After reading the beginning of Routman’s book, I’ve really realized the importance of keeping students passionate about writing. How can we ensure success in a subject to which students have become so resistant? My master teacher in my main placement classroom does a fantastic job of ensuring success in her writing curriculum. She doesn’t teach specific writing traits as lessons dissociated with writing itself and she doesn’t give children topics about which to write that don’t leave room for creativity. She embeds her lessons on organization, word choice, and paragraph elements on writings that students are already doing on topics of their choice. She models those elements of writing in her own work in front of the students. Not only does this allow her to show her students that nobody’s writing is perfect, it also lends itself to creating community in the classroom through learning more about one another. She goes through the revision process in front of the class allowing her students to see and hear her thought process as it is happening. After they are comfortable with this idea, she publicly helps individual students and allows the class to give suggestions as well. This promotes the idea that there is nothing wrong with very rough rough drafts of an assignment.
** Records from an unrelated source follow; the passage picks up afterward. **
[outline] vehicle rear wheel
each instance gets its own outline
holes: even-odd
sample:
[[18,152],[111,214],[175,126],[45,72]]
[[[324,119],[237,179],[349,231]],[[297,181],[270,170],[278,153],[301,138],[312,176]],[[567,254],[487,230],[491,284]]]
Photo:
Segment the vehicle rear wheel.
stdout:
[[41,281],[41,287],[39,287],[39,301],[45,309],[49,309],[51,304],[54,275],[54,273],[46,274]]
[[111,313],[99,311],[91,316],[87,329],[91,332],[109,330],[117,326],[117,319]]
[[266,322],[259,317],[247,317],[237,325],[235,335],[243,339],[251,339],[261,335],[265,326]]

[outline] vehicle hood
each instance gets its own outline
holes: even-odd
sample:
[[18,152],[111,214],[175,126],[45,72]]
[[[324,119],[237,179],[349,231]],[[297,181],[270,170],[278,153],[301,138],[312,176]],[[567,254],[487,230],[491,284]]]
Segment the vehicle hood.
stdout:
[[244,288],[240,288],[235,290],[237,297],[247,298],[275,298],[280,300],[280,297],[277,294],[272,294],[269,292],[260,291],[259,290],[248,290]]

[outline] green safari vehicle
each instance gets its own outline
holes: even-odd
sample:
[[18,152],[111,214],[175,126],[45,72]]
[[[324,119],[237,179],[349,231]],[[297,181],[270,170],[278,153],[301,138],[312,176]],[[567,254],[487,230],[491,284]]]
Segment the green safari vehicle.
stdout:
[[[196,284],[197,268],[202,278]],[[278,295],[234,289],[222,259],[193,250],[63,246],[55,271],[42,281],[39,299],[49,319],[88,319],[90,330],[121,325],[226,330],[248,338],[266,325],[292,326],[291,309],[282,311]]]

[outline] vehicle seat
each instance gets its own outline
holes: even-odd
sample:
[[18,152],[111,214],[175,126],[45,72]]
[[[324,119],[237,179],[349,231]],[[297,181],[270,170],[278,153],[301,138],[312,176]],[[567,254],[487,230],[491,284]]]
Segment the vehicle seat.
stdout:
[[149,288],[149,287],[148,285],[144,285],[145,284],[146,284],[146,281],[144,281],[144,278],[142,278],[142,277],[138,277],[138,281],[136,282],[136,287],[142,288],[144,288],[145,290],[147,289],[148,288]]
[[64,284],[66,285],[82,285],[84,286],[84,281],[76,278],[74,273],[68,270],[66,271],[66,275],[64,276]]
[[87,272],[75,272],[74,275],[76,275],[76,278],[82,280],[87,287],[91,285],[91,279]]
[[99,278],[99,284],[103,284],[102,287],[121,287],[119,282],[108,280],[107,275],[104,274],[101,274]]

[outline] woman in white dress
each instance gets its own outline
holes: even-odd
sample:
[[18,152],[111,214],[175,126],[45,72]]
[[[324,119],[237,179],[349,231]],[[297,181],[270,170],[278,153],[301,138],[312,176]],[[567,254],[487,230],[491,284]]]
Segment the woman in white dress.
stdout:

One of the most successful assignments I have witnessed her give to students is her “small moments” assignment. On the first day of school, students make a “name art grid.” They divide a piece of paper into 4 sections and decorate their name on one of them and are asked to draw 3 exciting life events in the remaining 3 squares. These students never have problems deciding what to draw. What they don’t know at the time is that they will use these for a later writing assignment. The teacher asks students to pick one story and journal about it. They are then asked to expand on one part or moment of that story in order to elaborate and give more detail. The teacher uses this to model many elements of adding detail to a story and completes the assignment herself. She models the writing process while making it relevant to something the students feel connected to. She celebrates student work and encourages their love of expressing their ideas on paper.
It has been a great experience for me to have seen many of the approaches in Routman’s book ahead of time. It helps me to realize that there is really a practical way to apply many of the strategies that we have been learning!